Di balik rimbunnya pepohonan di kaki Bukit Aik Sibut, Kampung Gudang, Kecamatan Simpang Rimba, Kabupaten Bangka Selatan, terdapat sebuah gua yang namanya cukup membuat bulu kuduk berdiri. Warga setempat menyebutnya “Guwo Mate Anak”.

Nama itu bukan tanpa sebab. Secara turun-temurun, guwo atau gua ini dipercaya sebagai tempat bersemayamnya mate anak sebutan masyarakat Kampung Gudang untuk kuntilanak. Cerita ini diwariskan dari mulut ke mulut melalui tutur lisan oleh para tetua Kampung Gudang, menjadi bagian dari folklor desa yang hingga kini masih hidup di tengah masyarakat.

Lempengan Batu yang Dipercaya Sebagai Tempat Tidur

Keunikan Guwo Mate Anak terletak pada bagian dalamnya. Di sana, alam telah memahat sendiri sebuah singgasana dari granit. Sebuah lempengan batu yang datar, dingin, dan sunyi terbaring seperti altar purba, terbentang bagaikan ranjang milik waktu. Bagi warga Gudang, lempengan batu inilah yang diyakini sebagai tempat beristirahatnya sang mate anak, sosok perempuan gaib yang keberadaannya begitu dihormati sekaligus ditakuti.

Tak heran jika banyak warga pada masanya merasa takut dan sungkan melintas di area guwo ini, apalagi seorang diri. Letaknya tidak begitu jauh dari perkampungan, kurang dari 1 km, dan sekira enam meter dari tempat penampungan air bersih. Berada di kaki Bukit Nenek, tepatnya di kawasan Aik Sibut, suasana di sekitar gua terasa sejuk, tenang, dan agak angker. Rimbunan pohon-pohon besar kian menambah kesan mistis tempat ini.

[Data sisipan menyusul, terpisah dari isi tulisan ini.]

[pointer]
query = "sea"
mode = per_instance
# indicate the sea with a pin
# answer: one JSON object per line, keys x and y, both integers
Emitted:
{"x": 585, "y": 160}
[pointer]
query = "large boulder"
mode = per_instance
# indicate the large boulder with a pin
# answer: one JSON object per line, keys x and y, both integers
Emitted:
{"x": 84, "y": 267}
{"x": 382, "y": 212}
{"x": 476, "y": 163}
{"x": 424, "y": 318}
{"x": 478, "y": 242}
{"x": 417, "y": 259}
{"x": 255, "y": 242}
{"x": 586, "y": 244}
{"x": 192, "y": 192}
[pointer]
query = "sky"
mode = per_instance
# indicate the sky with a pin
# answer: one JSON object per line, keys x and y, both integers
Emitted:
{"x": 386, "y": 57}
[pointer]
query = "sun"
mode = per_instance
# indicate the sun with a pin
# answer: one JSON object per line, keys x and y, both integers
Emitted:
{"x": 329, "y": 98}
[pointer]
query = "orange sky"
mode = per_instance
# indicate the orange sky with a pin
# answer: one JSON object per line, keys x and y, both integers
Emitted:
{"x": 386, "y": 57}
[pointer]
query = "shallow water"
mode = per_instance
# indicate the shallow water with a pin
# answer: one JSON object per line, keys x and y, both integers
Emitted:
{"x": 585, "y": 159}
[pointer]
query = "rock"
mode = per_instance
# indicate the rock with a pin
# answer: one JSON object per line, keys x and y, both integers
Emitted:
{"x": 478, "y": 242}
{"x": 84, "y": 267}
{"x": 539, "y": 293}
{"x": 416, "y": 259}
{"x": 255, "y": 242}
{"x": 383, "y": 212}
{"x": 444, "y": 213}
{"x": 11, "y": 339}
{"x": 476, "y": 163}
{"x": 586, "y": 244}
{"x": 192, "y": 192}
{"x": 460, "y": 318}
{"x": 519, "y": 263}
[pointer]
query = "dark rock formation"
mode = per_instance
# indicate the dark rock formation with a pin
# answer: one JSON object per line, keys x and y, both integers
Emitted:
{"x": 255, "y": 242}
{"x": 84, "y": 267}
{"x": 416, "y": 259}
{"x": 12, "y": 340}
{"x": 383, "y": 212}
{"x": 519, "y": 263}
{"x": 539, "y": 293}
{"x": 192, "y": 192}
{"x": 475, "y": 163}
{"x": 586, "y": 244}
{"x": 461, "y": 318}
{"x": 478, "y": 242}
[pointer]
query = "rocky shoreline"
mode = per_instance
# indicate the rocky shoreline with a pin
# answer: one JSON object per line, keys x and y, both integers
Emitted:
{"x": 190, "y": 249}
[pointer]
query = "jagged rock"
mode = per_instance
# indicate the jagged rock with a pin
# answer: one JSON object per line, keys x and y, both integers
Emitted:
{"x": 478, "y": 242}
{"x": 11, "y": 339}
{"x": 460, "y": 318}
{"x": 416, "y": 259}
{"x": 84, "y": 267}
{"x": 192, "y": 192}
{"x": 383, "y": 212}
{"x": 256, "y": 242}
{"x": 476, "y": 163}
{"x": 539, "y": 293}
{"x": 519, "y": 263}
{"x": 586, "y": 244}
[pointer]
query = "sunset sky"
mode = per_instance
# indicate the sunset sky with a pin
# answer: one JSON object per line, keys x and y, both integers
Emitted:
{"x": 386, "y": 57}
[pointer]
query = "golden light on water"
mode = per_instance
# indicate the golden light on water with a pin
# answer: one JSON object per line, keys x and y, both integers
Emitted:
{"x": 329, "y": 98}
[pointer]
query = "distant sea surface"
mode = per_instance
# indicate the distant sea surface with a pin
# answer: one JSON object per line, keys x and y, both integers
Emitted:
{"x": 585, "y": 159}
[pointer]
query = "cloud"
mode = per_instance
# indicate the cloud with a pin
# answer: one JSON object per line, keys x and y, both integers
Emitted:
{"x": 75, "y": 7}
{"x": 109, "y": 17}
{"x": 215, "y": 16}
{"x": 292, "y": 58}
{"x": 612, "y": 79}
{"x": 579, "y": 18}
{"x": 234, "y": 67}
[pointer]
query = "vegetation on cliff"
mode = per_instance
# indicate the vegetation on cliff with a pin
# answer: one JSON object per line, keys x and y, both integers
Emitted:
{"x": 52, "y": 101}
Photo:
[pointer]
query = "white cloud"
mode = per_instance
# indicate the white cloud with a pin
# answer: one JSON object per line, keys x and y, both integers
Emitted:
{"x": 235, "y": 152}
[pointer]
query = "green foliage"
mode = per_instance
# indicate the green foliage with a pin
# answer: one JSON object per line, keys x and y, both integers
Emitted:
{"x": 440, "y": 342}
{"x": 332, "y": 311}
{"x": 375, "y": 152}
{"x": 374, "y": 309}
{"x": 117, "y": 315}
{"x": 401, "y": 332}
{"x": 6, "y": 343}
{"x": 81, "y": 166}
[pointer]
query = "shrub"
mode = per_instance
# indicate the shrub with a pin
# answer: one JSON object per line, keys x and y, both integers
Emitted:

“Dari dulu orang tua mengatakan bahwa guwo itu tempat bersemayamnya mate anak. Dikisahkan mate anak ini berkeliaran di malam hari saat bulan terang,” jelas Hardin As, salah satu tetua Kampung Gudang.

Suasana di Dalam Guwo Mate Anak

Dari luar, Guwo Mate Anak seolah sengaja menyembunyikan dirinya di tengah rimbunnya pepohonan. Mulut gua yang tidak terlalu mencolok membuat keberadaannya luput dari pandangan, seakan alam sendiri menjaga rapat rahasia yang tersimpan di dalamnya.

Begitu memasuki ruang gua, suasana berubah seketika. Suasana gelap dan lembap menyelimuti setiap sudut. Cahaya hanya mampu menyusup remang melalui dua celah di antara bongkahan batu granit.

Di sela-sela batu sudut bawah, air mengalir perlahan menambah kesan sunyi dan misterius. Sementara di bagian atas gua, beberapa kelelawar bergelantungan dan sesekali mengepakkan sayap ketika merasa terganggu oleh kehadiran manusia.